I have a Consul cluster running as Docker containers in a group of 5 virtual machines. It’s currently on version 1.2.3, which is quite dated. I’d like to perform a step-wise upgrade to the latest (or near latest) version. This Consul also serves as backend storage for Vault (version 1.6.5).

In the past I’ve followed the general upgrade process guide to perform upgrades successfully. After doing the appropriate backups, I perform the upgrade on each node (leaving the leader node for last). The basic process per node is this:

  1. Enable maintenance mode
  2. Stop the old Consul container (which forces it to leave the cluster)
  3. Remove the old Consul container. Note that the data volume is persistent, so the state is saved even if the container is removed
  4. Start a new Consul container with the new Docker image version. This is done via an Ansible playbook so that I can run the container by simply changing one variable - the Consul version
  5. Join the node back into the cluster (which usually happens automatically since the new container uses the same persistent volume, which has the previous stored state)

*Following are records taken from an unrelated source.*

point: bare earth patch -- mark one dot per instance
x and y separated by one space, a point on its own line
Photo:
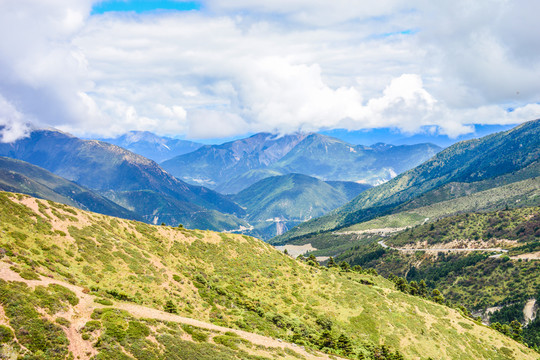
81 314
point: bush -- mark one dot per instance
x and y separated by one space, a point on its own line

I’ve gone through the changelog and version-specific upgrade guide. I was able to upgrade my test cluster to 1.3.1 without any problems using the procedure I outlined above. However, I assume the next upgrade is going to be more involved because the ACL system was overhauled in 1.4.

FYI my current configuration looks like this (slightly truncated):

{
  "leave_on_terminate": true,
  "skip_leave_on_interrupt": true,
  "rejoin_after_leave": true,
  "retry_interval": "30s",
  "dns_config": {
    "service_ttl": {
      "*": "5m"
    },
    "node_ttl": "30s",
    "allow_stale": true,
    "max_stale": "30m"
  },
  "recursors": [
    "10.x.x.x"
  ],
  "acl_datacenter": "east-dc",
  "acl_default_policy": "deny",
  "acl_down_policy": "deny",
  "acl_master_token": "the-master-acl-token",
  "acl_enforce_version_8": false,
  "cert_file": "my.crt",
  "key_file": "my.key",
  "ports": {
    "http": 8500,
    "https": 8501
  },
  "performance": {
    "raft_multiplier": 3
  }
}

So I have a couple questions:

  1. Has anyone done the 1.3 → 1.4 upgrade? If so, do you have any general tips or potential pitfalls that I should be aware of?
  2. It appears that I’ll need to migrate the legacy tokens to the new ACL system after the upgrade. Seems rather straightforward from the documentation, but does anyone have experience with this? Does the consul acl translate-rules command actually do a good job at converting the rules?
  3. Since I’m using Consul as the backend for Vault, does this new ACL system have any impact on that?

Any other recommendations beyond just the 1.4 upgrade would be appreciated as well. I can provide more information if needed. Thank you very much.